Which emblems leap to mind when the rest of the world thinks about Britishness? For Gucci’s new designer, Sabato De Sarno, it’s Princess Diana in her beloved Philadelphia Eagles green and silver varsity jacket, on the school run with Princes William and Harry in 1991. “It seems to have been stolen from a wardrobe that is not hers,” he told The Guardian in advance of his Cruise 2025 show, held in London on Monday night. “I like personalities that speak about something contradictory.”
Designers, especially Italian ones, seem fascinated by British traditions and the British reflex of subverting them. Diana, increasingly, is a rich mine. Whatever you thought of her style at the time, with distance it becomes more interesting; a distinctive time capsule, serving as a message board for whatever was going on in her life at the time. She was consummate at turning the glamorous clothes she felt herself trapped into wearing into a form of propaganda for whatever she wished to communicate to the public, without having to go down the tiresome route of persuading the courtiers at the palace to authorise a press release.
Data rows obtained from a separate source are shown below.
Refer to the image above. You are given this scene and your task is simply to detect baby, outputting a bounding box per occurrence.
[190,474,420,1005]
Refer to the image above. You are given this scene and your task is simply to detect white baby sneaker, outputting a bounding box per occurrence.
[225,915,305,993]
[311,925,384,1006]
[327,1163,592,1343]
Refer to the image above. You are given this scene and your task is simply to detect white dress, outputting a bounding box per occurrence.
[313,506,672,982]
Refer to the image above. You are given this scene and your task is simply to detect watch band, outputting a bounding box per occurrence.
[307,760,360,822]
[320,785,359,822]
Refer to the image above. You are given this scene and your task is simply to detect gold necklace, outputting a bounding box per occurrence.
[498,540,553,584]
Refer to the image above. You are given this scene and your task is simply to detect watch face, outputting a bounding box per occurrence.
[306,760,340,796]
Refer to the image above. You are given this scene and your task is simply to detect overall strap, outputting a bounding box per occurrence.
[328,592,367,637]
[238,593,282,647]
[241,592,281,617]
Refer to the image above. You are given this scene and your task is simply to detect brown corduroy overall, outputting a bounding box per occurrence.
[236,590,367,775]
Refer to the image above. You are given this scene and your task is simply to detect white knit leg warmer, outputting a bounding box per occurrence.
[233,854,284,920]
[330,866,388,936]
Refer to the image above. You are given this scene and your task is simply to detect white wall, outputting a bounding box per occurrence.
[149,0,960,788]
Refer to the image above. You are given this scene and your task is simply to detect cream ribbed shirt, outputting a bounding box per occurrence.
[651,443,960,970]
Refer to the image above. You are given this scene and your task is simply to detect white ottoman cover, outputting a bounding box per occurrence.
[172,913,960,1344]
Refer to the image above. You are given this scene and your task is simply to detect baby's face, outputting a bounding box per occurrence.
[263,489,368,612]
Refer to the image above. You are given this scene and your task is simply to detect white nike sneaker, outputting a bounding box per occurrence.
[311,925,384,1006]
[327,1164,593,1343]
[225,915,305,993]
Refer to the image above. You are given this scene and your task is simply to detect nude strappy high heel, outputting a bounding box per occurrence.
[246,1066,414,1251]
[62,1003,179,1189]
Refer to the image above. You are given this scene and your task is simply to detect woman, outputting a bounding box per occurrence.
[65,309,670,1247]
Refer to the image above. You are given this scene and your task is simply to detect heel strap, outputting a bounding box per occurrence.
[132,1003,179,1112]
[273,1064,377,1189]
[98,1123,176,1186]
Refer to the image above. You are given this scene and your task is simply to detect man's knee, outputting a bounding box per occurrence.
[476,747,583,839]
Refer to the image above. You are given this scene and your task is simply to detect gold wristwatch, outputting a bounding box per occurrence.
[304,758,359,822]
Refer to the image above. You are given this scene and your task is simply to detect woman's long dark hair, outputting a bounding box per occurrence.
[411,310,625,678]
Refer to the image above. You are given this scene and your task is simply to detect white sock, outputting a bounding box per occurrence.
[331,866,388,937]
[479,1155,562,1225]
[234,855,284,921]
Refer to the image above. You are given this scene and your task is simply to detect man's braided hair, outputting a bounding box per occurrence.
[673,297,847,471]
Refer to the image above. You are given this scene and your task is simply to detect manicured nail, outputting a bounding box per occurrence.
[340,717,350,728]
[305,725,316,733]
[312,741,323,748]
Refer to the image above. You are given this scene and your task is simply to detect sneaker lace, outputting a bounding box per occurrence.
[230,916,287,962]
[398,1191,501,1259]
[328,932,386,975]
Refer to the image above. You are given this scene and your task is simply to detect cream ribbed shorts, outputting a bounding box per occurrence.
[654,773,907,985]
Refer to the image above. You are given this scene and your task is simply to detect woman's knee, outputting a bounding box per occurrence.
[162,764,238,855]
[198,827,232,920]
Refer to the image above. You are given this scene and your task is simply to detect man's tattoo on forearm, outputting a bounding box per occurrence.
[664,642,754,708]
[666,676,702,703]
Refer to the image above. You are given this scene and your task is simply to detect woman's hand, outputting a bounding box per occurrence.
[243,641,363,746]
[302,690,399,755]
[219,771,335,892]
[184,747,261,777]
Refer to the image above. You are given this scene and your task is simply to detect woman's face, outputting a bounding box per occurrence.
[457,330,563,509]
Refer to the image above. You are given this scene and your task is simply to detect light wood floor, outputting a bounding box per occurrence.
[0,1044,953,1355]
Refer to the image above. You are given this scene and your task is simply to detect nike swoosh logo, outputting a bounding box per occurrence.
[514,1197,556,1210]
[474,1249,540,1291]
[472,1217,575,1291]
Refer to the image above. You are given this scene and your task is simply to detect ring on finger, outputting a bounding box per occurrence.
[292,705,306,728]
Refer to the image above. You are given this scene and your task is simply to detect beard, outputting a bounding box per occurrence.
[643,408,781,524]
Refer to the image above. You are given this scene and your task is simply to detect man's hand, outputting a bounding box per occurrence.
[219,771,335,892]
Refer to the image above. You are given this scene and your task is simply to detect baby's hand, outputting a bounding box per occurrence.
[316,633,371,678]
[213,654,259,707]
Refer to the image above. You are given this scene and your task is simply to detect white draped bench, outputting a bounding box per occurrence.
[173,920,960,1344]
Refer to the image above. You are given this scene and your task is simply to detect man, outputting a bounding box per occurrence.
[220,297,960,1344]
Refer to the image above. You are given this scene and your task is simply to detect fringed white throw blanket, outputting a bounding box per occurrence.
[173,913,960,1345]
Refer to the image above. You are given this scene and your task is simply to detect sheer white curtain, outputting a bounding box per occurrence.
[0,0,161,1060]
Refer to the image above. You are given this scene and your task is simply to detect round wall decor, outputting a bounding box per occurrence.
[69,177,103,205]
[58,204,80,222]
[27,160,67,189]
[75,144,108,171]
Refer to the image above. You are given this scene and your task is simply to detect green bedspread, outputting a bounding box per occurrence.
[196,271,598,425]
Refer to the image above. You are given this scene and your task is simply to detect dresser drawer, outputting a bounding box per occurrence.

Fun Mum Diana (versus stuffy Charles) brought out the baseball caps and American college jackets. Staggeringly young, newly married Diana, keen to please her new in-laws, saw her in checks and tweeds at Balmoral. Then came the pussy bows as she willed herself older and those “fairy tale” ball gowns.
For his London Gucci show, De Sarno took all these elements and put them through his clean, pared back filter. The college jackets, minus any embellishment or college names, worn with slim, below-the-knee skirts, became chic elements in De Sarno’s sleek play on proportions. Instead of focussing on the high waisted trousers, cropped jackets and maxi lengths that are currently everywhere, he lowered waists, raised hemlines.
Why show in London? Because it’s now expected that brands will host guests for these resort shows (the collections that land in stores between the main ready-to-wear ones) in glamorous locations outside the main fashion capitals of Paris and Milan. Most international invitees enjoy coming to London, especially when they’re put up at The Savoy.
There’s even a genuine connection between Gucci and the city. Guccio Gucci began working as a porter at The Savoy in 1897 before opening a luggage shop in Florence in 1921. What would he have made of his label holding court at his old workplace? From The Savoy, guests were taken to the Tate Modern for the show itself.
De Sarno has not had the easiest of times since taking the creative control of Gucci last year. His arrival coincided with a global slowdown in demand for luxury fashion. Last month, Kering, the conglomerate that owns Gucci, issued a profit warning, saying it anticipated a first quarter drop in operating profits of as much as 45 per cent. This is not De Sarno’s fault – his designs, which represent a dramatic rupture with his predecessor, Alessandro Michele’s, exuberant maximalism, have been slow reaching the stores.
But Gucci threw everything at this show. Against the river backdrop of St Paul’s, the Walkie Talkie building et al, François-Henri Pinault, the chief executive of Kering, beamed confidently alongside his wife, Salma Hayek. As well as drafting in Andrew Scott (smaller than you might think), Paul Mescal, Demi Moore (also tiny), Dua Lipa and Kate Moss, Debbie Harry sat in the front row with the Gucci Blondie handbag, an update on a 70s classic that is available to buy from Tuesday.
On the catwalk, you couldn’t move for Blondie handbags – a chunky, squishy kind-of saddle bag in three sizes. Bags were a big part of De Sarno’s proportions game, with ultra large and very neat ones adding to the jigsaw.
As for the clothes, De Sarno’s stripped back first collection last September was criticised by some for being dull. True, it lacked the fireworks of his predecessor, but those fireworks had become repetitive. Anecdotally, lots of real women seem to like what he’s doing – and this resort show, which incorporated horsebit motifs on suede, delicate embroideries, intricate glass bead fringing, pearl necklaces and ditsy florals, made chic against black separates, should go some way to tempting back the more-is-more brigade. Shoes were predominantly flat, strappy with traces of ballet core.
As for the less is more tribe? Who doesn’t love a great 70s-style blazer with a pussy bow blouse and tailored jeans, or a perfect pea coat?
So will Diana, famous as a saviour, rescue Gucci? While it has yet to set down a distinctive De Sarno handwriting, the Gucci London show coalesced many disparate ideas into a collection of great clothes that are destined to be copied on the high street.